The report found that recommendations concerning a methane explosion that occurred at the Upper Big Branch Mine in 2004, similar to the one that caused the explosion, were not kept in the case files for MSHA inspectors. MSHA inspectors who inspected the mine before the 2010 explosion were unaware of these recommendations and thus did not pay attention to them.
The new report also found that the agency did not prosecute Massey for conditions that ultimately caused the explosion: dangerous accumulation of coal dust, as well as poor ventilation. It also found that, breaking from protocol, MSHA inspectors did not inspect the mine in “its entirety.” And the internal review found that MSHA inspectors often did not review the mine’s safety log books.
“Required inspections were not completed. Logbooks where critical information was supposed to be recorded about the conditions of the mine were not examined. MSHA District 4 supervisory personnel did not follow up on what were clearly flagrant violations of the law. These and many other failures allowed Massey to continue to get away with violating the law and putting its employees in danger every single day,” United Mine Workers of America President Cecil E. Roberts said in a press release.
A big part of the problem was that many of the mine inspectors were not properly trained and, due to understaffing, were forced to quickly mine inspections. Budget cuts to the MSHA under the Bush Administration were cited for the reason why so many untrained inspectors were rushed into the field.
“Many had not even completed all their training. This is a nationwide issue at MSHA, the result of years of neglect and indifference by the Bush Administration. But frankly, that’s still no excuse for what occurred at [Upper Big Branch],” Roberts said.
“I don’t think there’s any question MSHA could have done better. I don’t think there’s any question that we surely plan to do better,” said MSHA Administrator Joseph Main. Some hope that this opportunity will be used to improve MSHA and its inspection processes.
But others are skeptical, as MSHA has been aware of similar problems for a long time.
On his blog Coal Tattoo, veteran coal mine reporter Ken Ward Jr. of the Charleston Gazette writes, “Most importantly, remember that the problems uncovered in this internal review mirror those of previous internal reviews — about a dozen of them, done following previous mining disasters over the last two decades.”
Congressman George Miller (D-Calif.), the ranking member on the House Committee on Education and Workforce, has called for the passage of the Robert C. Byrd Mine Safety Protection Act to fix these problems. The bill failed previously during a Democrat-controlled Congress in 2010 — the first time Congress failed to pass some sort of mine safety bill of some variety after a major mining disaster. With the House now Republican-controlled, it seems entirely unlikely that any such bill will be passed now.

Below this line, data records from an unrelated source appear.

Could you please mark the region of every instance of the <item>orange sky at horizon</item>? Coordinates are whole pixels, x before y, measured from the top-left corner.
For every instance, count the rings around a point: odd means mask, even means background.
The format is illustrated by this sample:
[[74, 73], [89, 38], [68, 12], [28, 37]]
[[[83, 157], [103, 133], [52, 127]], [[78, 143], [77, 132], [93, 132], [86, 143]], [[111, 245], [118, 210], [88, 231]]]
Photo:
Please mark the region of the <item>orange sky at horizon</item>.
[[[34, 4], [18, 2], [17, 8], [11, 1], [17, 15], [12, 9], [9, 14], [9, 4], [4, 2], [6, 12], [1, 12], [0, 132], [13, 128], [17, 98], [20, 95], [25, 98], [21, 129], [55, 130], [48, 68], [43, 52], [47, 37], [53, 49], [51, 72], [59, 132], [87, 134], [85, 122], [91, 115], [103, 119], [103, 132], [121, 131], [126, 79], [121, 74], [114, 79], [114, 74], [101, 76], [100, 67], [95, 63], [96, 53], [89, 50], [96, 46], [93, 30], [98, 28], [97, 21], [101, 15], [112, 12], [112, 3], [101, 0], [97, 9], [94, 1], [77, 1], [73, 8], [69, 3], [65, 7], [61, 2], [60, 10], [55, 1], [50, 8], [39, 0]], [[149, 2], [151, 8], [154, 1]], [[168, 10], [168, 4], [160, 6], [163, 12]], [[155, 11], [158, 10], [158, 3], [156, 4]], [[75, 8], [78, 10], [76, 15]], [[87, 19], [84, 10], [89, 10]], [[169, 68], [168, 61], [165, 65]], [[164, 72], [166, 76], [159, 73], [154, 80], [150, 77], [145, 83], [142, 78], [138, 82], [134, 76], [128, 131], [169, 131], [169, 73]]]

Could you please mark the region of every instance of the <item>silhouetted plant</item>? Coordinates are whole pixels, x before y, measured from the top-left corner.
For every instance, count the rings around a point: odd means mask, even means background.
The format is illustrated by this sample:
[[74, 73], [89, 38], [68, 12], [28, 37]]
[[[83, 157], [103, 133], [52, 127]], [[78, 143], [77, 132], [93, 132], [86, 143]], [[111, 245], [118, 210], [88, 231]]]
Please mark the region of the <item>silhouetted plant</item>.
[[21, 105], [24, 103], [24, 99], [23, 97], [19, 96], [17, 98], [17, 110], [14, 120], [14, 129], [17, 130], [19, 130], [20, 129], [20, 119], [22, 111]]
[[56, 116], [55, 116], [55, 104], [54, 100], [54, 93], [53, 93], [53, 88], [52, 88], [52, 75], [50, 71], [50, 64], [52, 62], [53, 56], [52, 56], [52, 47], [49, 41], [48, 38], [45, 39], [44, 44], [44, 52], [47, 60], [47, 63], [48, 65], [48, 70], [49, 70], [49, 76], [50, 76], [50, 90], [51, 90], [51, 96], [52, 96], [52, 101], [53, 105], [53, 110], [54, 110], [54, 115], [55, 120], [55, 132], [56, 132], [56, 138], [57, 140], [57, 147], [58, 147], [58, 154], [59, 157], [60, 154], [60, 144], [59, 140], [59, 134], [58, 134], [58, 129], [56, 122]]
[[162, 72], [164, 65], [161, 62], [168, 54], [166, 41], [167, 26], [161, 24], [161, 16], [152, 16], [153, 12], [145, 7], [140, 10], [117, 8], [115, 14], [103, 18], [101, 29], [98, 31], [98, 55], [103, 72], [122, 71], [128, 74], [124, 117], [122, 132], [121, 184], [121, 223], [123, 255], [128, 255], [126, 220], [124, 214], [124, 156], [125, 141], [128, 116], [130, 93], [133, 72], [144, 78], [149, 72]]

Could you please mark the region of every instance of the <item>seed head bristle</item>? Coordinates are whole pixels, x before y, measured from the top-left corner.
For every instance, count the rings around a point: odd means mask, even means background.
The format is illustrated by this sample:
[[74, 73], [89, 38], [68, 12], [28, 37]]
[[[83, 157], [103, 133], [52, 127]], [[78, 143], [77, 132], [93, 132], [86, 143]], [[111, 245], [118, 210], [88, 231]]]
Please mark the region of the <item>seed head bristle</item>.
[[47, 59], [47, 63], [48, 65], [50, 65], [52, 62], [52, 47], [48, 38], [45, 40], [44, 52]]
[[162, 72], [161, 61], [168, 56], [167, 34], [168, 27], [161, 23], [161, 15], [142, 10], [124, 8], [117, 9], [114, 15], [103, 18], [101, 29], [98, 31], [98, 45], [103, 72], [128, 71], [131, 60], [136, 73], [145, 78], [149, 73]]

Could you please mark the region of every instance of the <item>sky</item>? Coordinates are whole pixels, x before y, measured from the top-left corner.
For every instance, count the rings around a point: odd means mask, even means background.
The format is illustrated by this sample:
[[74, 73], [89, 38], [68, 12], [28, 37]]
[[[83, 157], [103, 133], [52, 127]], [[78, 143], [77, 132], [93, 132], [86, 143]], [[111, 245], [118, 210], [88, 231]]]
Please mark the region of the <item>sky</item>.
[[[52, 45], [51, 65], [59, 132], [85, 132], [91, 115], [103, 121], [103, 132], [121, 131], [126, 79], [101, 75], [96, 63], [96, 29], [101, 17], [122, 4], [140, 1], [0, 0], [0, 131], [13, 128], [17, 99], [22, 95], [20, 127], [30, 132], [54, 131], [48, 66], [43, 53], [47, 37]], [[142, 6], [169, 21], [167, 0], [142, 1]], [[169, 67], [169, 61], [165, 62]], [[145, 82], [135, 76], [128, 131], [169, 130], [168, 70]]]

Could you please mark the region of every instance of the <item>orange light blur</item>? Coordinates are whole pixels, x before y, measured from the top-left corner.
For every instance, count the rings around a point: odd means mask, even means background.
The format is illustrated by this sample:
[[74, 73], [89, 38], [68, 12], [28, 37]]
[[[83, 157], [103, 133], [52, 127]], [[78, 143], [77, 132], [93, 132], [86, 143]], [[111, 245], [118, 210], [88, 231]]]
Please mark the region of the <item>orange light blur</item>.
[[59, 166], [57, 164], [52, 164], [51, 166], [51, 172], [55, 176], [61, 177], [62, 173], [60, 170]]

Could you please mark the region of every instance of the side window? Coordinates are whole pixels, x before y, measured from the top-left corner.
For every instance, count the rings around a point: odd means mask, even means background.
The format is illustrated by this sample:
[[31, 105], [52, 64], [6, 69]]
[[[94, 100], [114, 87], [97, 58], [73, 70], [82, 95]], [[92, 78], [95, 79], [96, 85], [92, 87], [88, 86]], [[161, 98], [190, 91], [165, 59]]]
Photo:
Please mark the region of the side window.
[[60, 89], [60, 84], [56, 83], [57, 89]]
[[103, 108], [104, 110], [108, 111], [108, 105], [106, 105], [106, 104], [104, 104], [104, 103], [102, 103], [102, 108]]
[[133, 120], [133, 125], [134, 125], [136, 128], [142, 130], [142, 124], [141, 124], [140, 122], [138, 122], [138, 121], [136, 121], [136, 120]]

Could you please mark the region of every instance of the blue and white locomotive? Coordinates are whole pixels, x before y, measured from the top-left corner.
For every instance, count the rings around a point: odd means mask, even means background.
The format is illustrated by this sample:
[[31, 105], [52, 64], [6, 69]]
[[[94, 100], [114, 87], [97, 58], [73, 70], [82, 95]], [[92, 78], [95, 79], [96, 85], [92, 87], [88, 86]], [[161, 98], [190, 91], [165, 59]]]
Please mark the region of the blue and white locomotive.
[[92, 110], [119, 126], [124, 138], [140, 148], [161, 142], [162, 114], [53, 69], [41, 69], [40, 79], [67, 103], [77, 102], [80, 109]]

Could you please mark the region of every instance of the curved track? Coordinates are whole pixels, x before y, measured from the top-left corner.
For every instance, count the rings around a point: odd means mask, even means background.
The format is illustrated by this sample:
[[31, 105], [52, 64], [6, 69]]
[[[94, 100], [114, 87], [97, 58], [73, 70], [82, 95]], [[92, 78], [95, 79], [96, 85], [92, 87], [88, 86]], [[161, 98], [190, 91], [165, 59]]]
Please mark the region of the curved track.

“It is clear the entire system failed these 29 miners, from Congress’s failure to maintain adequate and experienced staffing at MSHA over the years, to the agency’s failures to fully enforce the Mine Act, to the inherent weaknesses in that law, to a company hell-bent on exploiting all of those weaknesses,” Miller said in a statement.
“There is broad agreement from multiple investigations on what caused this disaster and dozens of recommendations that merit timely consideration by Congress and the Department of Labor. The health and safety of America’s miners must not be held up by predictable partisan battles. It’s past time we get to work.”